Il a cité en exemple les systèmes axés sur la protection de la vie privée, les moteurs d’exécution des applications, les conceptions à très faible latence et les architectures personnalisées. Sa liste était délibérément incomplète, soulignant sa conviction que l’innovation ne devait pas se limiter à un ensemble étroit de conceptions établies.
La clé est l’unicité. Si un projet n’élargit pas les horizons de la conception, il devrait reconsidérer la faisabilité de sa propre blockchain.
Vitalik a également partagé un point de vue plus nuancé sur les chaînes d’applications.
Dans certains cas, il estime que les chaînes d’applications étroitement liées à Ethereum sont non seulement justifiées, mais aussi souhaitables. À titre d’exemple, il a mentionné les marchés de prédiction, où la tenue de marché et le règlement pourraient avoir lieu sur Ethereum L1, et où le commerce à haute fréquence pourrait avoir lieu sur un système rollup ou L2 qui lit directement l’état d’Ethereum.
Dans ce type de conception, la connexion à Ethereum n’est pas superficielle.
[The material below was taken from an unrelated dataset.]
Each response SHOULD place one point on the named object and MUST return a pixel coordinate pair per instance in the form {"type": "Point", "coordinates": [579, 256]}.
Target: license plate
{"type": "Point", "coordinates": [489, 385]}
Elle est essentielle, car elle assure l’interopérabilité (composabilité) et la sécurité globale d’une manière qui n’est pas disponible pour les ponts.
À l’opposé, Vitalik a décrit un autre groupe de systèmes qu’il considère comme raisonnables : les chaînes institutionnelles ou semi-centralisées qui publient des preuves cryptographiques de leurs transitions d’état sur la blockchain sous-jacente.
Ces systèmes ne font pas partie d’Ethereum et ne peuvent pas non plus être décrits comme neutres sur le plan de la confiance ou totalement exempts de tarifs. Les opérateurs peuvent toujours modifier les protocoles ou les principes de gouvernance. Cependant, ils peuvent garantir une transparence vérifiable des algorithmes, permettant aux utilisateurs de vérifier comment les décisions sont prises dans des domaines tels que les registres gouvernementaux, les plateformes sociales ou les systèmes financiers réglementés.